鉄筋工
髙成 政次(45歳)
東京都出身。中学を卒業後に父親の会社に就職。外の世界に興味を持ち、鍛冶工と土木工を経験するが、結局鉄筋の仕事へ。他社で経験を積んだ後、6年前に戻り社長となる。
髙成鉄筋
首都圏が主なエリアで、新築マンション建設の現場が多い同社。数年内での法人化に向け、新たな仲間を増やすことが目下の課題。自然体で働ける会社にしたいという。
◆ 080・1194・0741
◆ 東京都北区豊島7-12-20
◆ 創業1970年 ◆ 従業員数1名
完成したときには見えなくなる。しかし鉄筋工の仕事が建物を支えていることは周知の事実。表面からは決して見えない強固な芯。
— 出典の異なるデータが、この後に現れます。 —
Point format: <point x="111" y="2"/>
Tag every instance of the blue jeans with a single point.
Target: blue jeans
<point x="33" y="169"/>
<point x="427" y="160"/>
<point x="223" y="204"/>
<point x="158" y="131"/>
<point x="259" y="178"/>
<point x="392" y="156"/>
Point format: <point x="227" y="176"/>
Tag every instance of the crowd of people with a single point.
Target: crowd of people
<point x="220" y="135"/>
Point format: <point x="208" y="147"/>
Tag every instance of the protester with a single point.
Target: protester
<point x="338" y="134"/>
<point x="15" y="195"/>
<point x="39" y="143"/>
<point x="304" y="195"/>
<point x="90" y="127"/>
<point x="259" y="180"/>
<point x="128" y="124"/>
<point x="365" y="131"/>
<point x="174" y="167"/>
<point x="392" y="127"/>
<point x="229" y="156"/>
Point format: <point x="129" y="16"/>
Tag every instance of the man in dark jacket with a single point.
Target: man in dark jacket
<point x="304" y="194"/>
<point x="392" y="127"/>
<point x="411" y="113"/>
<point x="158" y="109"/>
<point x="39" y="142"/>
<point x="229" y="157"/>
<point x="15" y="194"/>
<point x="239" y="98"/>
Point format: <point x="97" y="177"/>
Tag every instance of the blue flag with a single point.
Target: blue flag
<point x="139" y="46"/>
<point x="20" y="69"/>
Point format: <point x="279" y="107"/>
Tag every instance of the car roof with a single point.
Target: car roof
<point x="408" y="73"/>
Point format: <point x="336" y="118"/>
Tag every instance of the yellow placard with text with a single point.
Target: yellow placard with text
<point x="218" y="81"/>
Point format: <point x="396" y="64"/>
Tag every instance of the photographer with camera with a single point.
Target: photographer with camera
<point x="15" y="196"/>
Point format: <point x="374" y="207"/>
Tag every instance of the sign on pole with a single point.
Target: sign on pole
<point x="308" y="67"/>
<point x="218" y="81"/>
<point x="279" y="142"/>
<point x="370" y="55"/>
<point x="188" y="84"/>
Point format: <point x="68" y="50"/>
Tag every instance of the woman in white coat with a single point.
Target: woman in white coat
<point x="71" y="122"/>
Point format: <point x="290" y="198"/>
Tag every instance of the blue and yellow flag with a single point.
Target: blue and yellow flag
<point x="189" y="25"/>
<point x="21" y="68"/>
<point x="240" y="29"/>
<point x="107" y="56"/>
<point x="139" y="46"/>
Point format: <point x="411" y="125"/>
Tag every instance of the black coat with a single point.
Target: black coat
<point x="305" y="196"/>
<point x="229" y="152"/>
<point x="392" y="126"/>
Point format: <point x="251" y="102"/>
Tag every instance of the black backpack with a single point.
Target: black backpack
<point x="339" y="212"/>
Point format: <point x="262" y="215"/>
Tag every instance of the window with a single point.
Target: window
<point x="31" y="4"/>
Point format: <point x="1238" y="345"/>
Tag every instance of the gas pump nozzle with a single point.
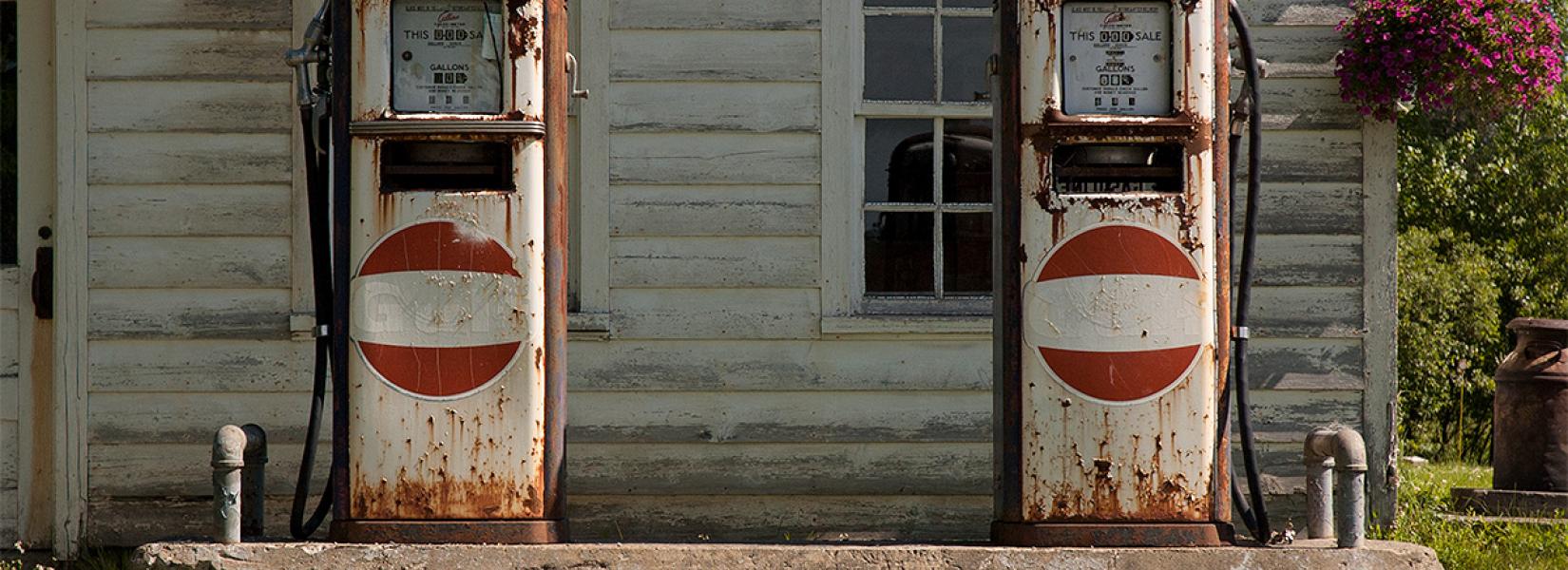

髙成の芯には鉄筋工の誇りがあった。
「父や兄など、身内から仕事を教えられることに、若かった自分は反発したくなっちゃんたんだよね。それで飛び出して別の仕事に行ったんだ。それなのに結局、鉄筋の現場に戻ってきた。2回も繰り返したんだから理屈じゃないんだよね。体で覚えていた鉄筋工の仕事。建物が完成したら見えなくなっちゃう部分だけれど、だからこそ見えない部分で建物を支えている凄さ。父親からは厳しく作業を教えられたけれど、その意義もいつの間にか叩き込まれていたんだね」
鉄筋工の辛さは知っていた。むしろ今でも厳しい仕事だと髙成は感じている。
「雨や雪。夏の暑さ。これらの辛さは今でも慣れないね。若い人だって苦しいよ。でも強がって平気なフリをする必要なんてない。自分の選んだ道だから、ちょっと我慢して受け入れる。するとその先に自分が鉄筋工である理由が見えるはずだよ。俺と同じように」
鉄筋が建物を支えている自負が、表面的な厳しさを些末なものに感じさせる。自分を偽る必要はない。ゴールには遥かに大きい充実感があるのだから。